Stepwise regression follows a path in the forward direction, backward direction, or in mixed directions. It considers changing the model by a single term based on the current model and the candidate terms. So there is a chance that the best model was not visited and the chance that this might occur increases with the number of candidate terms. This approach allows you to consider many possible terms in most practical situations.
The All Possible Models option, on the other hand, visits all possible models up to the complexity that you specified. Your available memory and time might limit the practical number of terms that can be considered.
The Generalized Regression option is somewhere in between. Here is the explanation from Help:
Best Subset Computes parameter estimates by increasing the number of active effects in the model at each step. In each step, the model is chosen among all possible models with a number of effects given by the step number. The values on the horizontal axes of the Solution Path plots represent the number of active effects in the model. Step 0 corresponds to the intercept-only model. Step 1 corresponds to the best model of the ones that contain only one active effect.

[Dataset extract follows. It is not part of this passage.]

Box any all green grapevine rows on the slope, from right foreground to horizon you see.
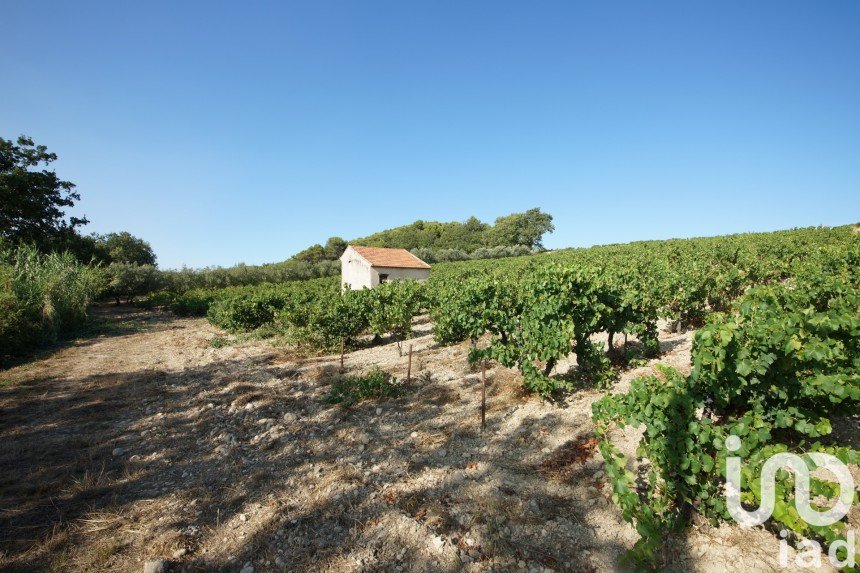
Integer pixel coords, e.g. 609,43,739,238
143,222,860,566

The steps continue up to the value of Max Number of Effects specified in the Advanced Controls in the Model Launch report. See “Advanced Controls”
on page 309. Tip: The Best Subset Estimation Method is computationally intensive. It is not recommended for large problems.
Hope this explanation helps.
So you won't necessarily get the same model from all these methods and the distribution has nothing to do with the outcome, assuming that you use the same distribution in all cases.
Remember that these methods are aids to selecting a model. None of them guarantees that it will find the best model.
Thanks for the answer. I found this PDF that explained it well: GR Platform
I'll add a few additional thoughts to supplement @markbailey 's wise advice. If you are using multiple model fitting algorithms, it's generally a best practice to use some sort of model cross validation scheme. So results might differ if for no other reason the type of cross validation scenario that is chosen. Some of these methods have a 'random' component to them so the exact data being used to fit a model may differ from one pass to another through the modeling method.
Also, within the Generalized Regression platform, there are several modeling personalities. Answers will differ a bit based on the chosen personality. Some of these personalities allow for what I'll call 'a little bit of bias in the parameter estimates' (compared to classic ordinary least squares regression) with a trade off in bias for minimizing prediction variance. Thematically you should, in all likelihood, reach consistent practical conclusions...but if you are looking for an EXACT match in results down to things like specific parameter estimates, prediction variances, etc...there will be differences.
In practice when fitting lots of different linear as well as non linear (think methods like regression/classification trees) methods, when comparing multiple modeling methods, I look for reasonableness and consistency of practical conclusions across all the methods. JMP Pro's Model Comparison platform is a very efficient one stop shopping hub for making these comparisons. This in turn raises my level of confidence that the practical conclusions I'm reaching are the best I can do.